Heart and vascular problems affect both men and women. Men are typically at risk after age 40, while post-menopausal women in their 50s, 60s and 70s are most vulnerable. Classic warning signs include chest pain, shortness of breath, heart palpitations, irregular heartbeat and weakness on one side. Women often ignore symptoms because they think heart disease is a “man’s disease.” “Women can often have nausea or shortness of breath, [which] they may dismiss as anxiety or gas,” Dr. Sharma says.

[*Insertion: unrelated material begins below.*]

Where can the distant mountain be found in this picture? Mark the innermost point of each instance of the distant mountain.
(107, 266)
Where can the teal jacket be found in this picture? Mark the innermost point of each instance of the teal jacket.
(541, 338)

MINIMIZE RISK FACTORS: Know Your Numbers
Take symptoms seriously and minimize risk factors, such as high cholesterol (total cholesterol over 200 mg) and high blood pressure (anything higher than 140/90). “Knowing your numbers and changing your lifestyle is so important,” Dr. Sharma says. “People who control their numbers are less likely to have complications of cardiovascular disease.”
Lack of exercise is also bad for the heart. “I believe an exercise program needs to be a part of your daily regimen,” says Dr. George Fehrenbacher, co-medical director of cardiology with Sutter Roseville Medical Center. Plan to get about 2.5 hours of moderate exercise each week. “Exercise helps you in many more ways than simply preventing heart disease,” he says, explaining regular exercise can help fight depression, give you increased stamina and improve your general well-being.
“Stopping smoking is probably more beneficial than [anything else] you can do,” Dr. Sharma says. Good nutrition is also crucial to cardiovascular health. “Diet is a very important part of modification of risks,” says Dr. Kirchner, who recommends eating foods high in fiber and lots of fruits and vegetables, while avoiding trans fats and saturated fats. He also advises reducing your salt intake, reading food labels and cutting down on red meat consumption.
IN CASE OF EMERGENCY
If you have symptoms, don’t wait. Call 911 and go to the emergency room immediately. “We’re geared up 24 hours a day, 7 days a week, 365 days a year to stop heart attacks,” Dr. Fehrenbacher says. “We want patients [with heart trouble] to call 911 early.”
Remember, healthy habits will improve your chances of having cardiovascular problems. “Prevention is very important,” Dr. Sharma says. “You’re saving hospitalizations, damage to your heart and lots of stress.”